1. Considering the sequence $$0 \to Im(d_{n+1}\otimes Id) \to \ker(d_n \otimes Id) \to \mathrm{Tor}_n^k(B,C) \to 0,$$ which is exact, and passing $R \otimes_k \square$. Since, $R$ is $k$-flat, this will yield an exact sequence. However I wasn't able to continue in this road.
2. Tensorizing $\mathbf{P}_{\bullet}$ with $R$ as a $k$-module, obtaining $$ \cdots \to R \otimes_k P_n \to \cdots \to R \otimes_k P_1 \to R \otimes_k P_0 \to 0,$$ which are all $R$-modules, and is a resolution of $R \otimes_k C$. However, I don't know that this resolution is projective over $R$ (actually, I think this is false, since tensorizing with $B \otimes_R\square $ would make $R$ vanish). Therefore, this road got blocked as well.

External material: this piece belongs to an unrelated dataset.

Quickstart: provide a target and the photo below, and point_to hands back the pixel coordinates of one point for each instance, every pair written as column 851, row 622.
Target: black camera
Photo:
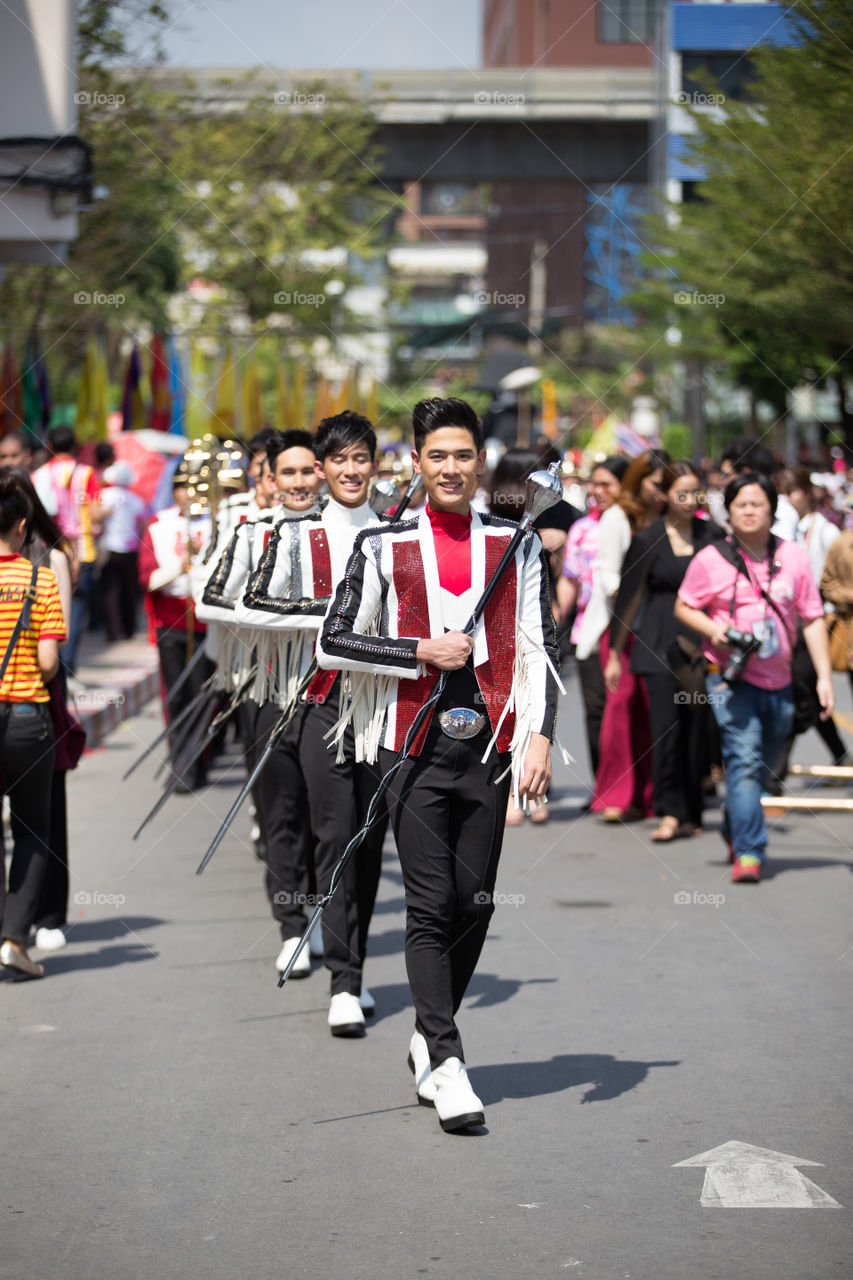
column 743, row 644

I would appreciate some help.

Answer 1

Take an exact sequence of $k$-modules $0\to X\to Y\to C\to 0$, where $Y$ is projective.

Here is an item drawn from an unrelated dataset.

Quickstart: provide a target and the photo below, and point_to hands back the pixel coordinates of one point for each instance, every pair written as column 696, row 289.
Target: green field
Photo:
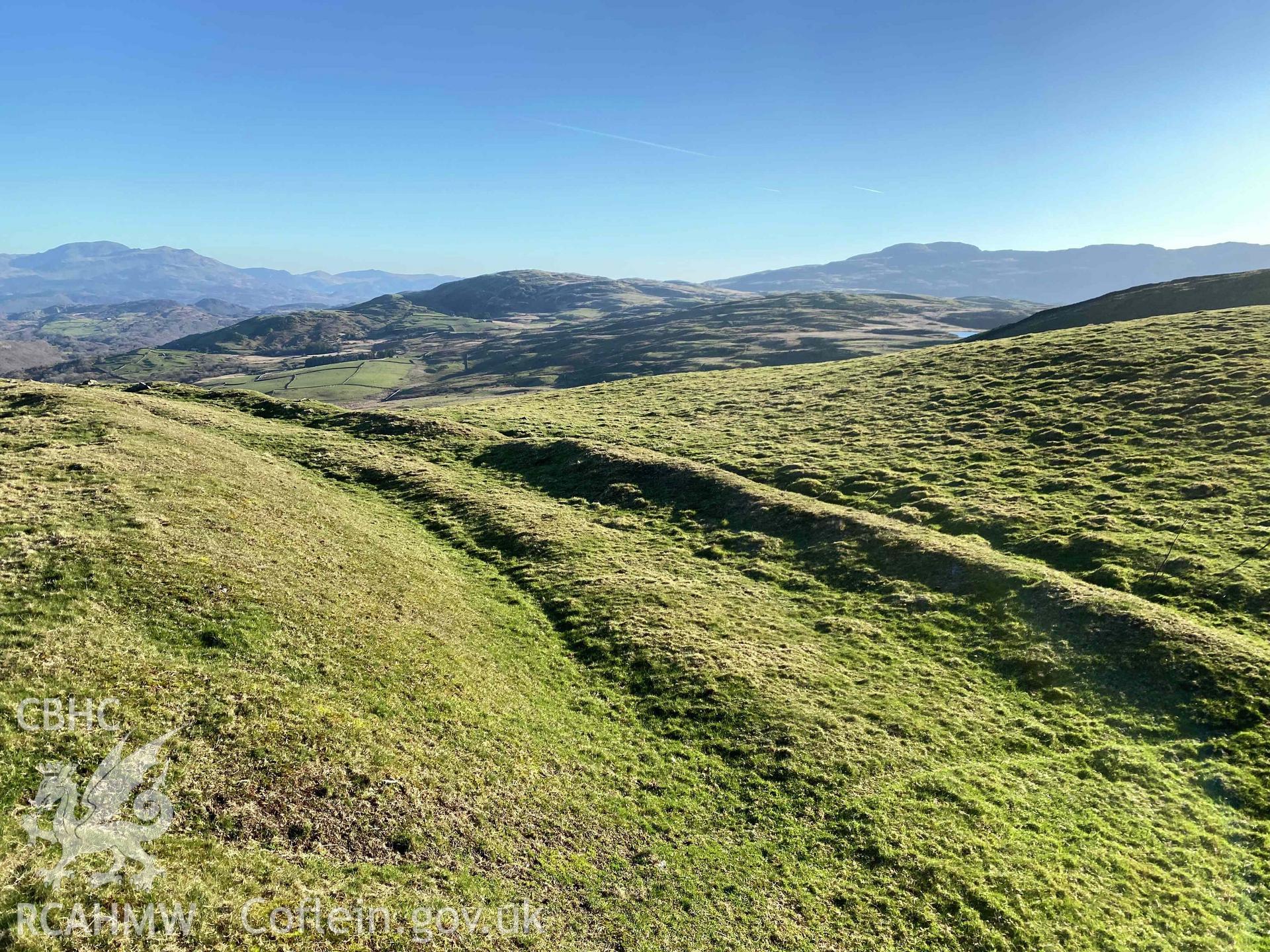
column 892, row 653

Then also $R\otimes_k Y$ is projective as $R$-module, because $Y$ is a direct summand of a free $k$-module and this implies $R\otimes_k Y$ is a direct summand of a free $R$-module. Now we have the long exact sequence $$\DeclareMathOperator{\Tor}{Tor} \dots\to\Tor_{n+1}^k(B,Y)\to\Tor_{n+1}^k(B,C)\to \Tor_n^k(B,X)\to\Tor_n^k(B,Y)\to\Tor_n^k(B,C)\to\\ \dots\to\Tor_2^k(B,Y)\to\Tor_2^k(B,C)\to\Tor_1^k(B,X)\to \Tor_1^k(B,Y)\to\Tor_1^k(B,C)\to \\ B\otimes_k X\to B\otimes_k Y\to B\otimes_k C\to 0 $$ For $n>0$, we essentially have $$ \Tor_{n+1}^k(B,C)\cong \Tor_n^k(B,X) $$ and, obviously, $$ R\otimes_k\Tor_{n+1}^k(B,C)\cong R\otimes_k\Tor_n^k(B,X) $$ (note that here we don't need flatness of $R$).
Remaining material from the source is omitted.